More claims may be being issued, but compared to the same period last year,  the number of single claims lodged in employment tribunals have only increased by 6% and multiple claims by 13 % (ET Statistics June 2019); suggesting that the unprecedented surge in tribunal claims, since the Supreme Court ruled that employment tribunal fees were unlawful in July 2017, is steadying. 

So, almost two years after the abolition of fees, why is it that tribunals are still unable to cope? We know that the recruitment of approximately 50 Employment Judges has been completed, and that another exercise to recruit fee-paid judges is underway. In the circumstances, ELA’s focus in this survey was on administrative resources, and in particular whether they were sufficient to meet the current demand.

Our survey to members ran from 15 May and 3 June 2019. We received 387 responses which accounts for approximately 6% of our membership. The survey revealed that:

  • Over 66% of respondents experienced an increase in the time tribunals are taking to deal with the service of claims (this is down from 75% last year);
  • 75% of respondents said that responses to written correspondence/applications are taking longer than a year ago.
  • 51% of respondents report delays in telephone calls being answered (Slightly less than the 53% last year);
  • Over 60% of respondents are experiencing delays in receiving Orders, and Judgments (including reserved judgments) (this is slightly up from last year);
  • Over 63% of respondents said that urgent applications are taking longer than the previous year while 73% of respondents said that they also experience delays with all other applications; and
  • Over 77% of respondents said that final hearings were being listed over a year after the issue of a claim.
  • A third of all respondents said that they had been involved in a case where the hearing was transferred to another tribunal centre (other than at  the request of the parties); and 15% of respondents said that the hearing was transferred to another tribunal centre significantly far from the original location

Particular tribunals seem to be most affected, such as those in London (London Central, London South) South East (Watford, Reading) and Wales (Cardiff).
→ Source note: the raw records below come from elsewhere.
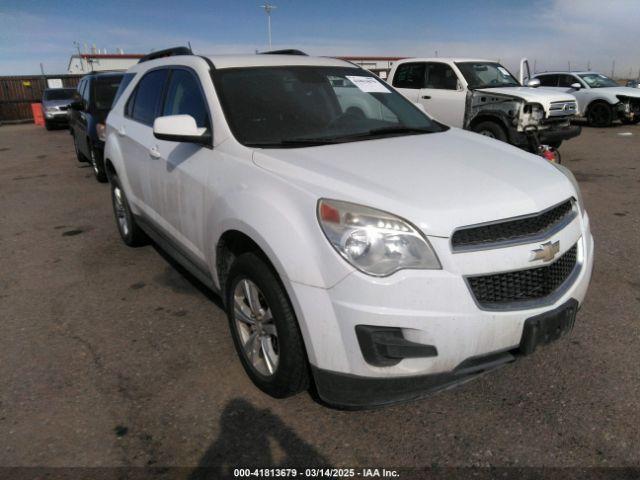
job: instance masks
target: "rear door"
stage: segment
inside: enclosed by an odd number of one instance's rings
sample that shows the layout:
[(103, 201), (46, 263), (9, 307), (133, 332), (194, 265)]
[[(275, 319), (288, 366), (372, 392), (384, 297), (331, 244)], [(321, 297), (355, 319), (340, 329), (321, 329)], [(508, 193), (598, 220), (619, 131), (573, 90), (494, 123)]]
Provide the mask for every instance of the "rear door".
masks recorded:
[(443, 62), (425, 64), (425, 84), (418, 101), (429, 115), (452, 127), (462, 128), (466, 92), (450, 65)]
[(156, 222), (158, 196), (151, 182), (160, 155), (153, 136), (153, 121), (158, 116), (169, 70), (159, 68), (145, 73), (127, 100), (122, 125), (116, 126), (129, 181), (129, 200)]
[(91, 79), (87, 78), (84, 81), (84, 85), (82, 87), (82, 91), (80, 92), (82, 99), (82, 109), (78, 110), (77, 116), (75, 117), (75, 135), (76, 141), (78, 145), (78, 149), (80, 153), (82, 153), (85, 157), (89, 158), (89, 143), (87, 140), (87, 124), (89, 121), (88, 116), (90, 103), (90, 95), (89, 91), (91, 90)]
[(420, 89), (424, 87), (425, 62), (408, 62), (398, 65), (392, 85), (414, 103), (418, 102)]
[[(199, 128), (211, 131), (211, 114), (195, 71), (172, 68), (161, 115), (190, 115)], [(205, 195), (209, 173), (219, 163), (218, 152), (194, 143), (156, 141), (160, 158), (153, 165), (152, 182), (159, 195), (156, 210), (162, 228), (192, 261), (206, 269)]]

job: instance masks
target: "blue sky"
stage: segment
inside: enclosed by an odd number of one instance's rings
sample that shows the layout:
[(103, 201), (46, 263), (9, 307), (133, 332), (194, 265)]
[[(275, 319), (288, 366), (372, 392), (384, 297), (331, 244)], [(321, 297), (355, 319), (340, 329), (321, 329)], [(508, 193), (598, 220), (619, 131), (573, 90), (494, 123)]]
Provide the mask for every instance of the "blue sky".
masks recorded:
[[(0, 2), (0, 75), (63, 73), (73, 41), (128, 53), (186, 44), (197, 53), (266, 48), (260, 0)], [(634, 76), (640, 0), (273, 0), (273, 47), (318, 55), (481, 56), (539, 69), (587, 62)], [(603, 8), (606, 5), (606, 8)], [(629, 50), (629, 51), (627, 51)], [(634, 51), (631, 51), (634, 50)]]

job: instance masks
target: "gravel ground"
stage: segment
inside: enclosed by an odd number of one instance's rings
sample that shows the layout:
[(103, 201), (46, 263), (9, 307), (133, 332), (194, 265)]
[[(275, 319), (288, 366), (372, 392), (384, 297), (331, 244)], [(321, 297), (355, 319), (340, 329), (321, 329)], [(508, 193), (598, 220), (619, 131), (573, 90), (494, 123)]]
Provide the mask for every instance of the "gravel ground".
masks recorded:
[(562, 148), (596, 239), (569, 337), (455, 390), (344, 412), (252, 385), (220, 301), (121, 242), (67, 131), (0, 127), (0, 465), (640, 467), (639, 152), (639, 126)]

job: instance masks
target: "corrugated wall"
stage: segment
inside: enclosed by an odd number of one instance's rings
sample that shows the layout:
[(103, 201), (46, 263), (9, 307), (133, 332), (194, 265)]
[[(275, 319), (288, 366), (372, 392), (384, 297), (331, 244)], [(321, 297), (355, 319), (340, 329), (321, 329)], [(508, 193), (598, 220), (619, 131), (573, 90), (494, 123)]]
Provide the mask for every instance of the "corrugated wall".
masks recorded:
[(31, 104), (42, 101), (48, 78), (62, 79), (64, 87), (75, 87), (82, 75), (26, 75), (0, 77), (0, 124), (33, 121)]

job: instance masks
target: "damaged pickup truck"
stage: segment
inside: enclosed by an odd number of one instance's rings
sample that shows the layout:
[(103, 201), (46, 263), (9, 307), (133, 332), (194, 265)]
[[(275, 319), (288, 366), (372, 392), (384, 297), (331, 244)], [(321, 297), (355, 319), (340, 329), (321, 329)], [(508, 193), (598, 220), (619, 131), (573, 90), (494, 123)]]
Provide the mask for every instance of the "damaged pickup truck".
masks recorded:
[(580, 134), (570, 120), (577, 103), (570, 93), (522, 86), (490, 60), (410, 58), (398, 61), (390, 83), (436, 120), (464, 128), (532, 153), (543, 145), (559, 148)]

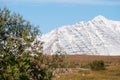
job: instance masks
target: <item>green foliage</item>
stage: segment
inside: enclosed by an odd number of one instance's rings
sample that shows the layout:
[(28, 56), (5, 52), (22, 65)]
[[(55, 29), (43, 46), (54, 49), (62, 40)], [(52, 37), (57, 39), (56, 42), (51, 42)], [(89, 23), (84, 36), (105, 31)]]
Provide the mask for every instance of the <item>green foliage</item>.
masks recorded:
[(90, 64), (88, 64), (88, 63), (87, 63), (87, 64), (81, 64), (80, 67), (81, 67), (81, 68), (89, 68), (89, 67), (90, 67)]
[(105, 69), (105, 64), (104, 64), (104, 61), (102, 60), (100, 61), (95, 60), (91, 62), (89, 65), (92, 70), (104, 70)]
[(38, 28), (19, 14), (0, 9), (0, 80), (51, 79), (42, 43), (36, 40), (31, 45), (38, 33)]
[(57, 51), (56, 54), (52, 55), (51, 67), (52, 68), (66, 68), (66, 54), (61, 51)]

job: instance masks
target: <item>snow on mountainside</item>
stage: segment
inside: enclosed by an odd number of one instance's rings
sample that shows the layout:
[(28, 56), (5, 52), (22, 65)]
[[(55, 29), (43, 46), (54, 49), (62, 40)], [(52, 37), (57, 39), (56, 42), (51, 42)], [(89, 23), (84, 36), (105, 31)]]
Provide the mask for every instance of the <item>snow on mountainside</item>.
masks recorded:
[(43, 51), (54, 54), (120, 55), (120, 21), (97, 16), (88, 22), (57, 28), (41, 37)]

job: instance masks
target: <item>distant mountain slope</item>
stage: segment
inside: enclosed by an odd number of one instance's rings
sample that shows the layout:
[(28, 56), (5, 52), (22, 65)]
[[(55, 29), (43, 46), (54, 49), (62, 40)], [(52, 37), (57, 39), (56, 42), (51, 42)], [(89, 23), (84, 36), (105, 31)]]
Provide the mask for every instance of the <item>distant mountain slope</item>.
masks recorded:
[(120, 21), (97, 16), (88, 22), (67, 25), (41, 37), (44, 53), (120, 55)]

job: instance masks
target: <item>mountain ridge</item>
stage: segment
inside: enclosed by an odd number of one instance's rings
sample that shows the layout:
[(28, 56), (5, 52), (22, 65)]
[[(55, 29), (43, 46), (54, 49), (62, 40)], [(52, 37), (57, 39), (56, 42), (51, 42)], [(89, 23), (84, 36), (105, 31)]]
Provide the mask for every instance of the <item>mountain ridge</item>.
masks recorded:
[(120, 21), (97, 16), (91, 21), (59, 27), (43, 35), (43, 51), (80, 55), (120, 55)]

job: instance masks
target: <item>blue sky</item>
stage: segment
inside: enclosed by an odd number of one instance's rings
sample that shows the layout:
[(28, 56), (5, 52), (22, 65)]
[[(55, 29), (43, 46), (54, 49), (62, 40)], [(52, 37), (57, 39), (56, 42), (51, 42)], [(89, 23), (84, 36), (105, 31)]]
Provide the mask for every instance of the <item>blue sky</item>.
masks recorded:
[(41, 32), (103, 15), (120, 21), (120, 0), (0, 0), (0, 8), (20, 13)]

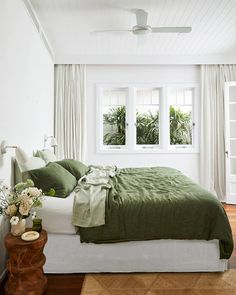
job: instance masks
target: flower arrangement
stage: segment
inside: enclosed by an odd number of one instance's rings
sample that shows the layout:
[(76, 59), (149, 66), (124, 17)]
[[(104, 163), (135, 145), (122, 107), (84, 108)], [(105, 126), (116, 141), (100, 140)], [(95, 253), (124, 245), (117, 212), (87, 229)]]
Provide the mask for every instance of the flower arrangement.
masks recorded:
[(11, 225), (17, 225), (30, 216), (31, 209), (42, 207), (43, 197), (42, 190), (34, 187), (30, 179), (16, 184), (13, 189), (0, 187), (0, 215), (8, 217)]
The individual comments highlight a system that is crying out for more judicial and administrative resource. Common complaints include: long delays in claims being processed; lengthy delays in listings; the regular cancellations of preliminary and full hearings, often last-minute, due to a lack of judicial resource; cases being re-listed at a much later date; telephones going unanswered for hours; a lack of responses to correspondence and applications including urgent applications; no reliable process for urgent applications;  overworked administrative staff; judges being inadequately supported by administrative staff with correspondence, files and documents not being sent to judges or the correct tribunals.

Respondents pointed out that all of these delays lead to increased costs (especially Counsel’s costs) being incurred by clients e.g. where cases are cancelled at the last minute. A respondent pointed out that it is “embarrassing to explain [these delays] to clients and leads to a loss of confidence in the rule of law - what is the point of having employment rights if they cannot be effectively enforced?”  Or as another respondent put it, delays: “impact access to justice”.

Conclusions

Whilst we are very aware that they are doing what they can to increase resourcing within the Employment Tribunal System, we have again written to the Presidents of the Employment Tribunals in England & Wales and in Scotland (Judge Brian Doyle and Judge Shona Simon respectively) to make them aware of our members’ views.

Given the new cohort of employment judges, we hope that the problems that relate to the lack of judicial resourcing will now be resolved and we hope that next year’s survey will reveal better results in relation to postponed hearings and delayed judgments. However, the survey has also clearly highlighted the severe lack of support at an administrative level that must be looked at. As we pointed out last year, part of the solution has to include the recruitment of administrative staff to answer tribunal telephones, respond to emails, transfer documents to the correct tribunals, and ensure that applications, especially urgent applications, are put in front of judges.